Reputation: 179
I have a GeoJSON string for a multipoint geometry. I want to extract each of those points to a table of individual point geometries in BigQuery
I have been able to achieve point geometry for one of the points. I want to do it for all the others as well in a automated fashion. I've already tried converting the string to an array but it remains an array of size 1 with the entire content as a single string.

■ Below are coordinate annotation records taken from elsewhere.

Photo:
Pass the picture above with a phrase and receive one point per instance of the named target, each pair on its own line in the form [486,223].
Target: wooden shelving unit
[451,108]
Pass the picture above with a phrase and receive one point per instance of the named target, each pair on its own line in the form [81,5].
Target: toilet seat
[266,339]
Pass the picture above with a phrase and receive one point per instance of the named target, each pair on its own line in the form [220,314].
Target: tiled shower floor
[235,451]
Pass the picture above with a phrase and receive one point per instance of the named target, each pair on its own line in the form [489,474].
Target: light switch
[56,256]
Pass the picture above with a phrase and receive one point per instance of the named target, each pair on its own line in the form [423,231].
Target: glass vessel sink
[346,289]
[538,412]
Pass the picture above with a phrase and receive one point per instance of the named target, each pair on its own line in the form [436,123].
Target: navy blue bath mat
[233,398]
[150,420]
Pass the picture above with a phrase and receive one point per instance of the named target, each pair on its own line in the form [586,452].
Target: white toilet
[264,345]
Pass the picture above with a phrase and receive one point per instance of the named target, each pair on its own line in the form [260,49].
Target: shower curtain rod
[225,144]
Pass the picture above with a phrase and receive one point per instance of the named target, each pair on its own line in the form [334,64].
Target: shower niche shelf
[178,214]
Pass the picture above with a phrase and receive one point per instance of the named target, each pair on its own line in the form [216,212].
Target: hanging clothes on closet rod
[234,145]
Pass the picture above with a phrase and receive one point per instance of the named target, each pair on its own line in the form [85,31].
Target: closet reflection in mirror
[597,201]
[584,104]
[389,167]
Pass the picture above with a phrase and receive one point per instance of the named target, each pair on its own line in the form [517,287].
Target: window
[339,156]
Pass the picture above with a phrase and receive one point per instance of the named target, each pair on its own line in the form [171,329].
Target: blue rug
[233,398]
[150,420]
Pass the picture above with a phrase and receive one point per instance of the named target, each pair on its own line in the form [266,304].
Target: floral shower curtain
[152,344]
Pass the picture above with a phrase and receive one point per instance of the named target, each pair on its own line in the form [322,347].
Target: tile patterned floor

This is what worked for me that I was able to extract one point and convert it to a geometry
WITH temp_table as (select '{ "type": "MultiPoint", "coordinates": [ [ 20, 10 ], [ 30, 5 ], [ 90, 50 ], [ 40, 80 ] ] }' as string)
select ST_GEOGPOINT(CAST(JSON_EXTRACT(string, '$.coordinates[0][0]') as FLOAT64), CAST(JSON_EXTRACT(string, '$.coordinates[0][1]') as FLOAT64)) from temp_table
This results in POINT(20 10)
I can write manual queries for each of these points and do a UNION ALL
but that won't scale or work every time. I want to achieve this such that it is able to do it in a automated fashion. For architectural purposes, we can't do string manipulation in languages like Python.
Upvotes: 1
Views: 754
Reputation: 173200
Below is for BigQuery Standard SQL
#standardSQL
SELECT
ARRAY(
SELECT ST_GEOGPOINT(
CAST(SPLIT(pair)[OFFSET(0)] AS FLOAT64), CAST(SPLIT(pair)[SAFE_OFFSET(1)] AS FLOAT64))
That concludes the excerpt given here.